Dutch journalist and producer

Henk van der Meijden (born 26 June 1937, in The Hague, Netherlands) is a Dutch journalist and producer of theater and circus acts. Known as the "godfather" of Dutch gossip journalism, he founded a weekly gossip magazine, Privé, and edits the gossip pages of De Telegraaf.

==Biography==
Henk van der Meijden grew up in Bezuidenhout, a neighborhood of The Hague, as the elder of two in a working-class family. At age 16 he started writing children's stories for the publication Het Vaderland, an evening daily. For the Haagsch Dagblad he reported on social events and funerals, and after finishing his secondary education became an apprentice journalist at the Nieuwe Haagsche Courant, where he got his own column. He wrote short stories for other publications and in the 1960s also wrote for the women's magazines Margriet and Libelle.

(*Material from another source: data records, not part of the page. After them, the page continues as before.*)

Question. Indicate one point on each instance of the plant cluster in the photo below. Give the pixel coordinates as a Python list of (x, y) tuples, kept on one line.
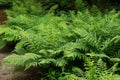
[(82, 45)]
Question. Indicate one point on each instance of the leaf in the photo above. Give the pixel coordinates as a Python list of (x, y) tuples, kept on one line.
[(2, 43)]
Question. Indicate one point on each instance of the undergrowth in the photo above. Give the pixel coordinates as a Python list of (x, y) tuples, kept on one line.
[(82, 45)]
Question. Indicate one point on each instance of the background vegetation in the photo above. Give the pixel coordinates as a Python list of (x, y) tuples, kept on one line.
[(63, 39)]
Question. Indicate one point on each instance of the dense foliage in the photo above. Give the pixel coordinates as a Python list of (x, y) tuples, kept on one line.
[(63, 42)]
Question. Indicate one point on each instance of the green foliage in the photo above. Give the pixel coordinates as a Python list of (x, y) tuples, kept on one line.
[(72, 46)]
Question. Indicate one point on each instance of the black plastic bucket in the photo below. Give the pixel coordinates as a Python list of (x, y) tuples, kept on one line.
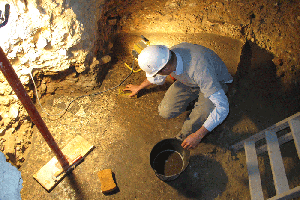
[(169, 159)]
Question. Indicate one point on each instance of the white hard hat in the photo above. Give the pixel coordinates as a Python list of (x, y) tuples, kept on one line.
[(153, 58)]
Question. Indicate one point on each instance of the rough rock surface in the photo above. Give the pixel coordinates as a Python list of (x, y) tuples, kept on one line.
[(42, 36)]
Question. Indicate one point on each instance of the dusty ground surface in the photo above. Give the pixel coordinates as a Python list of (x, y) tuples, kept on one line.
[(124, 131), (261, 54)]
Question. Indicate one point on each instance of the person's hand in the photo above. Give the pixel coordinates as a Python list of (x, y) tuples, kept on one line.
[(133, 88), (191, 141)]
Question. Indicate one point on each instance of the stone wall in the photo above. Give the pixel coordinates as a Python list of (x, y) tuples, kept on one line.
[(42, 36)]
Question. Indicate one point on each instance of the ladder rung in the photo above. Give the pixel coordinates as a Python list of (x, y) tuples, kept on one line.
[(253, 171), (295, 129), (279, 176), (293, 193)]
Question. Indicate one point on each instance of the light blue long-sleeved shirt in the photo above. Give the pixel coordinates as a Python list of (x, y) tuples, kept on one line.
[(198, 66)]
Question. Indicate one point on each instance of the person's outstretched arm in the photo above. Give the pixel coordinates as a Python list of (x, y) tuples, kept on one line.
[(136, 88)]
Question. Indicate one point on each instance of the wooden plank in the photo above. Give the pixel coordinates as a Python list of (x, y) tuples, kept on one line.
[(260, 135), (279, 176), (295, 128), (293, 193), (283, 139), (47, 175), (253, 171)]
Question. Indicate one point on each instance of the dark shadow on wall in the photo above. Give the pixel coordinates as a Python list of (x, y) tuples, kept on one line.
[(204, 178), (257, 94)]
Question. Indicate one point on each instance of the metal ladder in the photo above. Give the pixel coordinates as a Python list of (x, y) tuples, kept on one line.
[(272, 146)]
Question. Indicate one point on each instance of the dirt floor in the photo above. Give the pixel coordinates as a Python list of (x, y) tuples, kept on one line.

Van der Meijden's long career with De Telegraaf started officially in 1958, after he had written a series of reports about poor conditions in the Dutch armed forces. His first job was as a crime reporter in The Hague, and in 1959 he was transferred to the main office in Amsterdam, where he got his own section, the showbiz pages, which quickly became the most popular section of the paper. At the end of the 1960s he named this section Privé.

In 1977 he founded a weekly magazine, also called Privé, an extension of the showbiz pages in De Telegraaf. A television program, TV Privé, was soon aired by TROS. He retired as Privé's editor in chief in 1997, and in 2002 he retired from De Telegraaf, to be succeeded by Wilma Nanninga.

Since 1966 van der Meijden has been active as a producer of theater and entertainment, and in the 1970s began bringing international circus acts to the Netherlands. With Joop van den Ende and Benoit Wesley he was co-owner of the Circustheater in Scheveningen in the early 1990s.